3 That method does not work with small array because you need to find 2 even numbers M1 > 2 and M2 > 2 such that M1/2 != M2 (and reciprocally) and M1/2 - 1 != M2/2 + 1, which (I think) is not possible for any array with a size lower than 14.
What algorithms do work?4
Algorithm 1: O(n) time and space complexity.
If you can allocate a new array of size N, then:
template <std::size_t N>
bool has_repetition (std::array<int, N> const& array) {
std::array<bool, N> rep = {0};
for (auto v: array) {
if (rep[v]) {
return true;
}
rep[v] = true;
}
return false;
}
Algorithm 2: O(nlog(n)) time complexity and O(1) space complexity, with a mutable array.
You can simply sort the array:
template <std::size_t N>
bool has_repetition (std::array<int, N> &array) {
std::sort(std::begin(array), std::end(array));
auto it = std::begin(array);
auto ne = std::next(it);
while (ne != std::end(array)) {
if (*ne == *it) {
return true;
}
++it; ++ne;
}
return false;
}
Algorithm 3: O(n^2) time complexity and O(1) space complexity, with non mutable array.
template <std::size_t N>
bool has_repetition (std::array<int, N> const& array) {
for (auto it = std::begin(array); it != std::end(array); ++it) {
for (auto jt = std::next(it); jt != std::end(array); ++jt) {
if (*it == *jt) {
return true;
}
}
}
return false;
}
4 These algorithms do work, but there may exist other ones that performs better - These are only the simplest ones I could think of given some "restrictions".

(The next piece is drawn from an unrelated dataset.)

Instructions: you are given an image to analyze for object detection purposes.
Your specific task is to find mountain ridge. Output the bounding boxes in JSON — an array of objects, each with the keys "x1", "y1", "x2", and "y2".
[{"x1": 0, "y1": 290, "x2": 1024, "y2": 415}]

What's wrong with your method?
Your method computes some statistics of the data and compares them with those expected for a permutation (= correct answers). While a violation of any of these comparisons is conclusive (the data cannot satisfy the constraint), the inverse is not necessarily the case. You only look at two statistics, and these are too few for sufficiently large data sets. Owing to the fact that the data are integer, the smallest number of data for which your method may fail is larger than 3.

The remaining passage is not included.